Kharys soru üzerine donup kaldı ve tepkisini fark eden Dexter hemen özür diledi.
"Bunu cevaplamak zorunda değilsin... duyarsızlığım için affet." diye özür diledi Dexter hızla.
Kharys kaşını kaldırdı, Dexter böyle bir soru sorduğu için kızgın değildi, gerçekten merak edilecek bir şeydi ve muhtemelen merak eden tek kişi o değildi.
Sadece Kharys'e daha önce hiç böyle bir soru sorulmamıştı çünkü Kızıl Hilal Sürüsü'ndeki herkes Kharys'in neden maske takmayı seçtiğini zaten biliyordu.
Bazıları da maskenin altını görmüş ve bu yüzden Kharys'in onsuz nasıl göründüğünü biliyordu.
Kharys elini yüzüne götürdü ve maskesini çıkardı, Dexter'a gerçek görünümünü gösterdi.
İlk tepkisi beklenendi, Kharys'in güzelliği karşısında o anlık şaşkınlık ve sonra bakışları yüzünün bir tarafını berbat eden iğrenç yara izine takıldı.
Kaşlarının üstünden çenesine kadar uzanan iki pürüzlü pençe izi, kurt adam formuna girmeden çok önce Kharys'e verildiği için asla iyileşmeyen yara izleri ve bununla birlikte gelen faydalar.
"Yeterince gördün mü?" Kharys yazdı ve notu Dexter'ın bakışına kaldırdı.
"Ben... bunu sormamalıydım." diye özür diledi Dexter suçluluk içinde.
Kharys maskesini tekrar yüzüne yerleştirdi, yara izlerinden utanmıyormuş gibi değildi, onlar hayatta kaldığının kanıtıydı ve her yara izinin kendisi için bir anlamı vardı.

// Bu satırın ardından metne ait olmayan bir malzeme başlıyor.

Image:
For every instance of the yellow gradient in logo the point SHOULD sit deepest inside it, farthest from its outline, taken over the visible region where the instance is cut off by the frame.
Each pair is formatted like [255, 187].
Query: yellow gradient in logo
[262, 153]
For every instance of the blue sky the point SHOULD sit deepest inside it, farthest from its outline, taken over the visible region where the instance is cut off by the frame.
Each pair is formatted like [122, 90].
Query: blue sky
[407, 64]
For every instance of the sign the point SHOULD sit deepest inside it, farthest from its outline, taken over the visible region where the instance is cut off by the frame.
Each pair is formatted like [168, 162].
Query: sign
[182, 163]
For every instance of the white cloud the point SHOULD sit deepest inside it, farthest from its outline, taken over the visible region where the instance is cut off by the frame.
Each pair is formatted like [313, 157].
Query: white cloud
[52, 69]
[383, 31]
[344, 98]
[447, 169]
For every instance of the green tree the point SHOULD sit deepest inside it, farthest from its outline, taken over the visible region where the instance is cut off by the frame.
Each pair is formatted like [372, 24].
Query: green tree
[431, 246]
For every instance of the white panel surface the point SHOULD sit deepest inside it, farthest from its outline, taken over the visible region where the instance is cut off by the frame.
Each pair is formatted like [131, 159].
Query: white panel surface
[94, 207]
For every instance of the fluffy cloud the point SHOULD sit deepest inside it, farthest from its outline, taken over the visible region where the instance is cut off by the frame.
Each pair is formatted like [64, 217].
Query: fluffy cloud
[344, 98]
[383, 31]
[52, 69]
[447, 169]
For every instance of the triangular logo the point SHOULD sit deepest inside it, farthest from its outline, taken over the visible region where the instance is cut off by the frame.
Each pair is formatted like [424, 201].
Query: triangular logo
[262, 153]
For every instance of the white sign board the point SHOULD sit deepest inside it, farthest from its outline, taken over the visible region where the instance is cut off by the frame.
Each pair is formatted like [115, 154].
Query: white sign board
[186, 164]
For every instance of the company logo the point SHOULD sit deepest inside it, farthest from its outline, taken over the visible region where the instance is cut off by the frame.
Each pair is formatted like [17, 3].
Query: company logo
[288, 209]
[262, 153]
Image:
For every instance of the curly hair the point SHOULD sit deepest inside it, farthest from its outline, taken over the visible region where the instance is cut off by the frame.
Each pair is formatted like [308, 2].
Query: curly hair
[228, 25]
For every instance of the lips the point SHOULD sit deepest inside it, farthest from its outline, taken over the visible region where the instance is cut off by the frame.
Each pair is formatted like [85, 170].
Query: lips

Sadece yara izleri çok fazla dikkat çekiyor ve ne istekli ne de cevaplayabileceği soruları uyandırıyordu.
"Uhm... sana bir şeyler getirebilir miyim?" diye sordu Dexter garip sessizliği bozmak için.
Kharys bir an düşündü, sonra ne istediğini yazdı.
"Yalnız kalmak istiyorum..." Kharys yazdı ve Dexter kelimeleri okurken suçlulukla yüzünü buruşturdu ama başını salladı.
"Evet... elbette, kesinlikle. Bir şeye ihtiyacın olursa hemen dışarıda olacağım ve kahvaltın yakında getirilecektir." dedi Dexter ayağa kalkıp odadan çıkarken, kapıyı arkasından kapatarak.
Kharys, bakışları daha önce fark ettiği açık pencereye doğru dönerken sırıttı, tek gereken bir iç çekiş hikayesiydi ve Dexter'dan kurtulabilmişti.
Birisi ona söyleseydi, Kharys Kan Uluma Sürüsü'nde aslında bu kadar şefkatli bir insanın olduğuna asla inanmazdı.
Sadece Kharys'in onun şefkatine minnettarlık duyamaması çok kötüydü.
Bir hapishane bahçesinde, iyi kalpli gardiyanlar ve onların acımasız meslektaşları vardı ama hepsi sadece oydu... gardiyanlar.
Kharys pencereye doğru ilerledi ve dördüncü kattan aşağıya baktı.
Büyük bir yükseklikti ve herhangi bir insanı korkutabilirdi, ancak Kharys sadece herhangi biri değildi.
Tereddüt etmeden Kharys pencereden dışarı atladı, son anda yuvarlanarak düşüşünü kırdı ve sessizce yere indi.
Kharys'in bakışları çevresini taradı, duyuları tetikteydi ve yolun açık olduğundan emin olduğunda ormana doğru koştu.